All About Soil Compaction
Plant roots need air in the soil and good drainage. Without it, the root systems will be shallow and weak. In lawns, signs of compacted soil include poor drainage (puddling), excessive weeds despite the use of good weed controls and poor grass growth despite good maintenance practices. When the soil is compacted, nutrients and water are slow to get to the roots, further weakening the plants. Soil compaction is a problem in high traffic areas or where heavy equipment has been used for construction, grading or even mowing. If you don’t know if your soil is compacted, you can check it out yourself. Take a sharp shovel into the lawn and try to dig out a scoop of turf and the underlying soil. If it isn’t a struggle to sink the shovel in at least half way, you soil isn’t too compacted. Look at the sample you removed. There is probably lots of grass roots that extend 4-6 inches below the surface. You will be able to see spaces in the soil between the particles and it will crumble fairly easily. Now, if you have to jump up and down on the shovel to even get it into the soil, you have a problem. Look at the sample you removed. There probably won’t be a deep, extensive root system for the grass, it will also look fairly solid and will be hard to break up. This soil needs aeration.
All About Aerating
Aeration is best done in late summer or early fall. Depending on your soil type and the traffic on your lawn, it may need aerating every second or third season. Despite all the claims about aerating your lawn by wearing spikes attached to your shoes, mechanical core or plug aerators are the only good way to aerate a lawn. They pull up a core of soil and leave it on the surface of the soil. This does the best job. Core aerators can either be rented or many lawn care companies offer this service. These machines should pull out plugs that are about the size of your little finger. It may sound like too many holes, but the aerator should be run back and forth until there are 20-40 holes in every square foot. The holes allow for air, rain and nutrients to penetrate the soil better. It also gives the roots room to grow. The lawn will look rough for a few weeks, but this is the right amount. Leave the cores on the surface to dissolve over the next few weeks in the rain. The soil in the cores contains millions of microorganisms that help digest thatch naturally, creating a healthier lawn. If we go through a long dry period after core aerating, run the sprinkler to help break down the cores. Avoid using aerators that are simply rollers with spikes. Spikes simply push soil aside when penetrating the soil, adding to the compaction problem.
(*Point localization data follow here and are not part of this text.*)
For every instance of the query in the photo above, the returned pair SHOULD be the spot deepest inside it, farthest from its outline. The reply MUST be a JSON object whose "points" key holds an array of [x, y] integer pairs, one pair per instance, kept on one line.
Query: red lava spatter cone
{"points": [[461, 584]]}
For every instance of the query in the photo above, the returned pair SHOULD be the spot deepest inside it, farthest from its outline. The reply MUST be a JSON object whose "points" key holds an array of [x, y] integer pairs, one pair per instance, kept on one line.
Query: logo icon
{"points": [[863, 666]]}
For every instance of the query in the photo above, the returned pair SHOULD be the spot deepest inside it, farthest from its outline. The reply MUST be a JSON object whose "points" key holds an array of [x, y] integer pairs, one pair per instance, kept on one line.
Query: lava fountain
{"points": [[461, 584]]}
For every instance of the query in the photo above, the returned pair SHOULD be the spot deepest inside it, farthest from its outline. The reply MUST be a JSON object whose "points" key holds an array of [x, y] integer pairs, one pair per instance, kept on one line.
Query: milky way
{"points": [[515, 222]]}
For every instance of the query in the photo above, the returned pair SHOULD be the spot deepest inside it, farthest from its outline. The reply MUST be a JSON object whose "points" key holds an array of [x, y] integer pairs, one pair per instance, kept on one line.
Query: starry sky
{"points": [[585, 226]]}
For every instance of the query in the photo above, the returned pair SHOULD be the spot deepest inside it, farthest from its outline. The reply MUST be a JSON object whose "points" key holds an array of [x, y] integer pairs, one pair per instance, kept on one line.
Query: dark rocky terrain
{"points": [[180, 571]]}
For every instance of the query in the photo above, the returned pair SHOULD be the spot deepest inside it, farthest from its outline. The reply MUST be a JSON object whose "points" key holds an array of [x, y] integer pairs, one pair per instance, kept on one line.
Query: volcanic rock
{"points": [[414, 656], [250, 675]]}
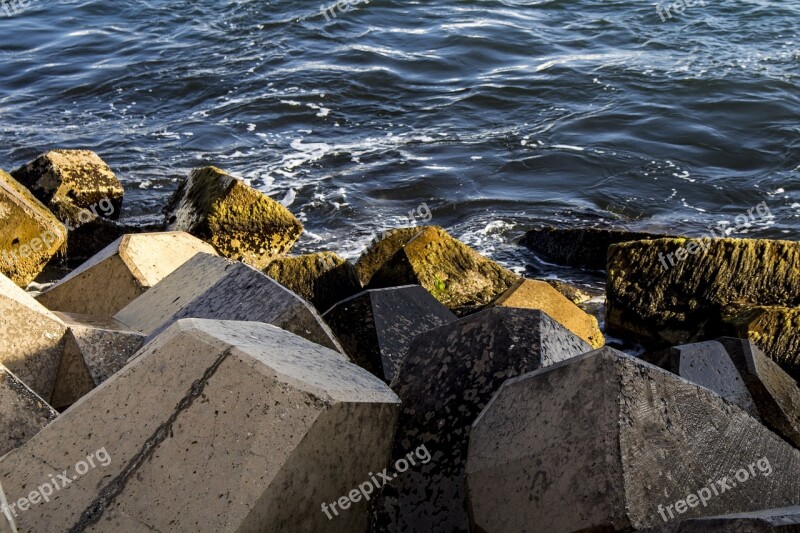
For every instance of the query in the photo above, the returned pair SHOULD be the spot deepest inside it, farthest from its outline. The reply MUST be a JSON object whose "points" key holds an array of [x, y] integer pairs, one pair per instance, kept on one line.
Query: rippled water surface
{"points": [[498, 115]]}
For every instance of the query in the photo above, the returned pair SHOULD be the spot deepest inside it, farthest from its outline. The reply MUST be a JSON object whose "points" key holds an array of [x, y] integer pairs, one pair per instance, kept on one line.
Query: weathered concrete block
{"points": [[322, 278], [31, 235], [22, 412], [239, 221], [214, 426], [207, 286], [650, 298], [122, 272], [95, 349], [606, 440], [31, 338], [533, 294], [455, 274], [377, 326], [449, 375], [67, 179]]}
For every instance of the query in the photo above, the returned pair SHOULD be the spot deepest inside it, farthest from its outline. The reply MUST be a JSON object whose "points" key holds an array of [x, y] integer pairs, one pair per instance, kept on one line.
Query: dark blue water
{"points": [[498, 115]]}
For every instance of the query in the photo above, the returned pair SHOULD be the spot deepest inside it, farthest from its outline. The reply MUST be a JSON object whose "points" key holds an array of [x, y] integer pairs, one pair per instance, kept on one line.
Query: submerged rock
{"points": [[455, 274], [322, 278], [606, 441], [30, 234], [239, 221]]}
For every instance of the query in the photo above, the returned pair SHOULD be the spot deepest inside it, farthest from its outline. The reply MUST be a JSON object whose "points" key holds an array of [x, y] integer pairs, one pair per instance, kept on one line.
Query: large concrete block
{"points": [[95, 349], [534, 294], [239, 221], [214, 426], [31, 338], [31, 235], [449, 375], [22, 412], [122, 272], [608, 441], [208, 286], [377, 326]]}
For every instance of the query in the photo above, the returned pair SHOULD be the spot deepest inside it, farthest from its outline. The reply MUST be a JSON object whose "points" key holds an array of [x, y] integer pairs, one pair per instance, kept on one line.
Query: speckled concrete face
{"points": [[212, 287], [121, 272], [215, 426], [449, 375], [605, 439], [22, 412]]}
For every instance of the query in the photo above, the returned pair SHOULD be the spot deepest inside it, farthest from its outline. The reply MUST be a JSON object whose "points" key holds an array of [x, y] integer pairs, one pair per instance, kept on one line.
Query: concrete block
{"points": [[122, 272], [215, 426]]}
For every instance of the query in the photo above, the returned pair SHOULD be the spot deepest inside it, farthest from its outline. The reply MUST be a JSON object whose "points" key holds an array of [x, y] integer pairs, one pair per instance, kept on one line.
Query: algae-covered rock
{"points": [[533, 294], [455, 274], [239, 221], [579, 247], [674, 290], [776, 330], [322, 278], [29, 236], [68, 179], [382, 250]]}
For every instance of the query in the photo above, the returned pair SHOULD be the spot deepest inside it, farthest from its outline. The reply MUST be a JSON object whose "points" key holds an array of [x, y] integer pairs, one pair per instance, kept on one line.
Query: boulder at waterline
{"points": [[606, 440], [122, 272], [449, 375], [377, 326], [239, 221], [214, 426], [208, 286]]}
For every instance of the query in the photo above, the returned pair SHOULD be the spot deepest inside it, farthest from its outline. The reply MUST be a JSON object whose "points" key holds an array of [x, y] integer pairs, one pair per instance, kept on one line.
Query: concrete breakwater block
{"points": [[449, 375], [208, 286], [377, 326], [121, 272], [239, 221], [455, 274], [227, 426], [322, 278], [31, 235], [94, 350], [23, 413], [31, 338], [534, 294], [606, 440]]}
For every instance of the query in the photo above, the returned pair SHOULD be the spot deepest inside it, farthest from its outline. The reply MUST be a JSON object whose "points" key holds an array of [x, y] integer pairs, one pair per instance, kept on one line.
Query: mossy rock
{"points": [[676, 301], [322, 278], [455, 274], [239, 221], [30, 234], [77, 178]]}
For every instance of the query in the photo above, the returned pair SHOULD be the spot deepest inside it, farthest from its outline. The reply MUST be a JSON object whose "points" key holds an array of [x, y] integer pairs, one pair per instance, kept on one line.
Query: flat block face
{"points": [[22, 413], [594, 440], [31, 339], [31, 235], [212, 287], [204, 401], [449, 375]]}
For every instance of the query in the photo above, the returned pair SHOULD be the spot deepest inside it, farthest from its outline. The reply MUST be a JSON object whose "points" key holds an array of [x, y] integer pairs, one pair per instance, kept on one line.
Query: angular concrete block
{"points": [[122, 272], [23, 413], [377, 326], [96, 348], [208, 286], [449, 375], [31, 235], [31, 338], [215, 426], [322, 278], [239, 221], [534, 294], [606, 440]]}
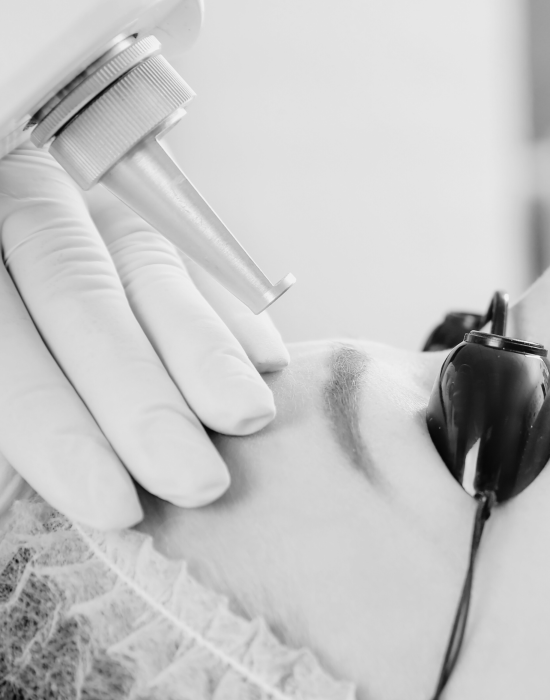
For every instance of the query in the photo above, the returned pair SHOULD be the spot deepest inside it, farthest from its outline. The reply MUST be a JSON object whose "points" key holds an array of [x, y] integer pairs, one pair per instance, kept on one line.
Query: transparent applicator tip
{"points": [[151, 184]]}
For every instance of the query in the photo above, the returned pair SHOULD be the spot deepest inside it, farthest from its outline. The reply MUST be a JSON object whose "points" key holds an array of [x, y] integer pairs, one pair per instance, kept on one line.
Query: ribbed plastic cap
{"points": [[136, 105]]}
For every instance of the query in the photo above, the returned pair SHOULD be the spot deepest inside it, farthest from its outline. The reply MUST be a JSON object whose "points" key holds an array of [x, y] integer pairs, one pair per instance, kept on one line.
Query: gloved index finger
{"points": [[70, 286]]}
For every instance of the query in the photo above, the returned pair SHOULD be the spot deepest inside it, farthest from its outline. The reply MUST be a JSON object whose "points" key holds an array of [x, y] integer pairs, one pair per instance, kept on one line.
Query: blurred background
{"points": [[393, 155]]}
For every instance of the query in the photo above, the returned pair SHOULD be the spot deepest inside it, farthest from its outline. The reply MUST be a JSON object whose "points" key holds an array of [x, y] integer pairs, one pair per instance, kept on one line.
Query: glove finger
{"points": [[69, 284], [257, 334], [47, 433], [202, 356]]}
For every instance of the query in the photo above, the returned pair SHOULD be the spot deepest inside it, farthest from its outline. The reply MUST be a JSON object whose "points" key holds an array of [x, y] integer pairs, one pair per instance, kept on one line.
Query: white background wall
{"points": [[371, 147]]}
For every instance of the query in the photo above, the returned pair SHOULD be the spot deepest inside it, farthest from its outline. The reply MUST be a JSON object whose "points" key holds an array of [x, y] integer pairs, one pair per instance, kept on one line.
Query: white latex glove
{"points": [[110, 356]]}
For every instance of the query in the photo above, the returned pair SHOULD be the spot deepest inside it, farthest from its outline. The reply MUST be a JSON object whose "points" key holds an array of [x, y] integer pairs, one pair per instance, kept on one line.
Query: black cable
{"points": [[485, 504]]}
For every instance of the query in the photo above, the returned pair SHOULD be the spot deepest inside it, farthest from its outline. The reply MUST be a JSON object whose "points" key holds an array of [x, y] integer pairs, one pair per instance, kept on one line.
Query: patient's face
{"points": [[346, 531]]}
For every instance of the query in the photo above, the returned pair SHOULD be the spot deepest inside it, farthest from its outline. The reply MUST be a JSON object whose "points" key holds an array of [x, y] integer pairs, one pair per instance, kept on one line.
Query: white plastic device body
{"points": [[68, 71]]}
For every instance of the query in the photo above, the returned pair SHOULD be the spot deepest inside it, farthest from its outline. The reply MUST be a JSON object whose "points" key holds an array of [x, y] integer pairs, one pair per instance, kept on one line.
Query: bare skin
{"points": [[360, 554]]}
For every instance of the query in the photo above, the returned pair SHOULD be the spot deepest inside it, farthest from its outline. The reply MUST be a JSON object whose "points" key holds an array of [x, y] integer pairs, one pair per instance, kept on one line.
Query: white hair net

The up side of core aerating is that it encourages deep rooting, increases air in the soil, improves water and nutrient penetration, helps break down thatch and encourages growth of beneficial soil microorganisms. The down side of core aeration is that it also brings up quite a few weed seeds from the soil bank. You may want to consider using a pre-emergent herbicide the following spring to minimize the weed problem.